PADRE: Já lhe dei muito trabalho por hoje. E preciso voltar o quanto antes ao colégio.
BRANCA: Que colégio?
PADRE: O Colégio dos Jesuítas. Sou o Padre Bernardo.
BRANCA: Lá aceitam moças?
PADRE: Não… só meninos, rapazes.
BRANCA: Por que nunca aceitam moças nos colégios?
PADRE: Porque moças não precisam estudar.
BRANCA: Nem mesmo ler e escrever?
PADRE: Isso se aprende em casa, quando se quer e os pais consentem.
BRANCA: (Com certo orgulho.) Eu aprendi. Sei ler e escrever. E Augusto diz que faço ambas as coisas melhor do que qualquer escrivão de ofício.
PADRE: Quem é Augusto?
BRANCA: Meu noivo. Foi ele quem me ensinou. Mas foi preciso que eu insistisse muito e quase brigasse com meu pai. É tão bom.
PADRE: Ler?
BRANCA: Sim. Sabe as coisas que mais me divertem? Ler estórias e acompanhar procissão de formigas. (O Padre ri.) Sério. Tanto nos livros como nas formigas a gente descobre o mundo. (Ri.) Quando eu era menina, conhecia todos os formigueiros do engenho. O capataz botava veneno na boca dos buracos e eu saía de noite, de panela em panela, limpando tudo. Depois ia dormir satisfeita por ter salvo milhares de vidas.

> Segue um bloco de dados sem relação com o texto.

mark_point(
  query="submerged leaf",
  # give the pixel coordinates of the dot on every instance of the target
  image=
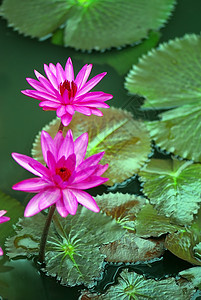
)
(125, 141)
(72, 252)
(173, 187)
(150, 223)
(88, 24)
(14, 210)
(170, 77)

O Padre espirra.
BRANCA: Oh, mas o senhor com essa roupa molhada no corpo e eu aqui contando estórias. O senhor me desculpe…
PADRE: Não tenho de que desculpá-la, tenho que lhe agradecer, isto sim. Gostaria muito de continuar a ouvir as suas estórias. Todas, todas as estórias que você tiver para me contar.
BRANCA: Pois venha, venha nos visitar lá no engenho. Eu me chamo Branca. Ela beija a mão que ele lhe estende.
PADRE: Branca… você é um dos tesouros do Senhor. Preciso cuidar de você. (Sai.)